NodeJS.ReadableStream
Audio stream to transcribe.

options?:

InworldListenOptions
Additional options for transcription.
InworldListenOptions

audioEncoding?:

'LINEAR16' | 'MP3' | 'OGG_OPUS' | 'FLAC' | 'AUTO_DETECT'
Audio encoding of the input stream.

sampleRateHertz?:

number
Sample rate of the input audio.

language?:

string
BCP-47 language code for transcription.

numberOfChannels?:

number
Number of audio channels in the input.

Returns: Promise<string>

getSpeakers()
Direct link to getspeakers

Returns a list of available voices from the Inworld API.

const speakers = await voice.getSpeakers()
// [{ voiceId: 'Dennis', name: 'Dennis', language: 'en', description: '...', tags: ['friendly'], source: 'SYSTEM' }, ...]

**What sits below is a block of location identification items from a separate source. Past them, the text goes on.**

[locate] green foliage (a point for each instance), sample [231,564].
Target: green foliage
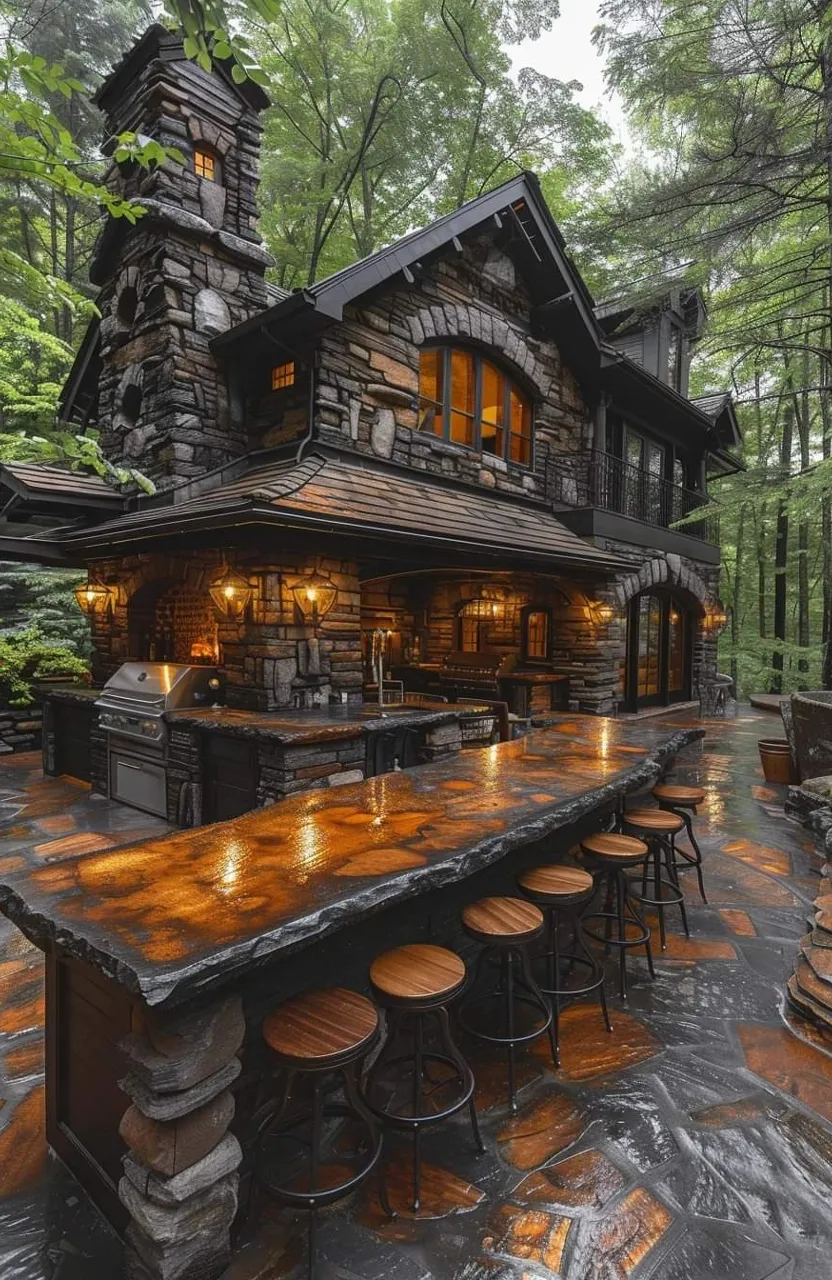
[27,657]
[388,114]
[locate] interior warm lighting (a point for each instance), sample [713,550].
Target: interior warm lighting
[231,594]
[94,597]
[204,164]
[283,375]
[602,612]
[714,618]
[314,597]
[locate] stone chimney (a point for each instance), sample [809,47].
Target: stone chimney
[188,269]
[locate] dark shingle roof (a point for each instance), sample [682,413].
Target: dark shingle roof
[338,494]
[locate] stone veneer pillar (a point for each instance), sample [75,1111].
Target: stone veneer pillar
[181,1180]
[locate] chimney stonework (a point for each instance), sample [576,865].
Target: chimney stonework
[190,268]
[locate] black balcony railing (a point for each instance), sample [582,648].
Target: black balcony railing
[595,479]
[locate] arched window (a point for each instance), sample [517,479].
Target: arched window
[467,400]
[205,164]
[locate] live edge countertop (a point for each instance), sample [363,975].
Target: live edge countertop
[174,917]
[321,725]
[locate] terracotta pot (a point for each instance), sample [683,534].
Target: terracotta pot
[776,759]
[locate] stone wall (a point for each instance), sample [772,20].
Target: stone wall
[368,378]
[270,657]
[190,269]
[21,728]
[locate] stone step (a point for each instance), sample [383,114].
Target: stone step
[812,986]
[807,1006]
[819,959]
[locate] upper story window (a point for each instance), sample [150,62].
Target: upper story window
[283,375]
[205,164]
[465,398]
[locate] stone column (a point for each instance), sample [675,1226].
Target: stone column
[181,1178]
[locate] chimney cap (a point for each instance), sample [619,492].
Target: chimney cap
[168,46]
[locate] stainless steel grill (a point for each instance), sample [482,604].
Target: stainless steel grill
[132,711]
[135,699]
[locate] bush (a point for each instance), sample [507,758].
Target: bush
[27,657]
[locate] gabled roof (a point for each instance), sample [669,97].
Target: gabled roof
[718,406]
[58,487]
[329,492]
[516,209]
[165,45]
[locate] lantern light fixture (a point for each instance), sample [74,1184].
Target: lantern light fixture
[94,597]
[602,612]
[231,593]
[314,597]
[714,618]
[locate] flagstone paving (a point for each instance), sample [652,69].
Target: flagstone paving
[694,1142]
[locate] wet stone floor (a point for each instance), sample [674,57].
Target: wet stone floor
[694,1142]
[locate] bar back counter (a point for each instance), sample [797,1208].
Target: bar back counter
[163,956]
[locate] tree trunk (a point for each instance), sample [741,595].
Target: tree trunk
[781,554]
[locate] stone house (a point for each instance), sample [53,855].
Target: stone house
[448,439]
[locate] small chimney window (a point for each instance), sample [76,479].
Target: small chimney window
[205,164]
[283,375]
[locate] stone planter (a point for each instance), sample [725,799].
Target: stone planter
[776,759]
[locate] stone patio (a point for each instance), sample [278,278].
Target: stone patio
[694,1142]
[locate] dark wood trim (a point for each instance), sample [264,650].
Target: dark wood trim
[67,1143]
[595,522]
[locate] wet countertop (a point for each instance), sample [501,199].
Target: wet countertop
[177,915]
[319,725]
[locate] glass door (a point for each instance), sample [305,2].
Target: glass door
[658,652]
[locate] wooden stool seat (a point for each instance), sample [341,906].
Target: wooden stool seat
[668,792]
[556,881]
[417,972]
[502,918]
[321,1024]
[611,845]
[656,821]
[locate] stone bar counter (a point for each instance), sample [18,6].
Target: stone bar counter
[164,955]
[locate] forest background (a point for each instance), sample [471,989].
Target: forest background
[387,114]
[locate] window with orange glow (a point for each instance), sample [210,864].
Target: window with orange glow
[538,635]
[467,400]
[204,164]
[283,375]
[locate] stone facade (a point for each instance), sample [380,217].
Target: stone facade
[191,268]
[181,1180]
[368,374]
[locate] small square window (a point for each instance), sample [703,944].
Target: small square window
[204,165]
[283,375]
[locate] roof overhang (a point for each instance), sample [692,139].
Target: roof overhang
[520,219]
[643,396]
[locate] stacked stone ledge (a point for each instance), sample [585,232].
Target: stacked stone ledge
[181,1173]
[810,984]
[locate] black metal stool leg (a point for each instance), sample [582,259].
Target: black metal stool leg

Returns: Promise<Array<{ voiceId: string; name: string; language: string; description: string; tags: string[]; source: string }>>

Notes
Direct link to Notes

  • The TTS endpoint uses progressive NDJSON streaming, so audio playback can begin before the full response is received.
  • An API key can be provided via the speechModel or listeningModel config, or the INWORLD_API_KEY environment variable. TTS and STT keys are resolved independently: passing distinct speechModel.apiKey and listeningModel.apiKey values lets each service use its own credential. If only one is provided, it is reused for both services as a fallback before the env var.
  • inworld-tts-2 is the default flagship model. Use deliveryMode (STABLE | BALANCED | CREATIVE) to steer delivery style on this model. The temperature option is ignored on inworld-tts-2.
  • The inworld-tts-1.5-mini model offers lower latency at the cost of reduced voice quality compared to inworld-tts-1.5-max.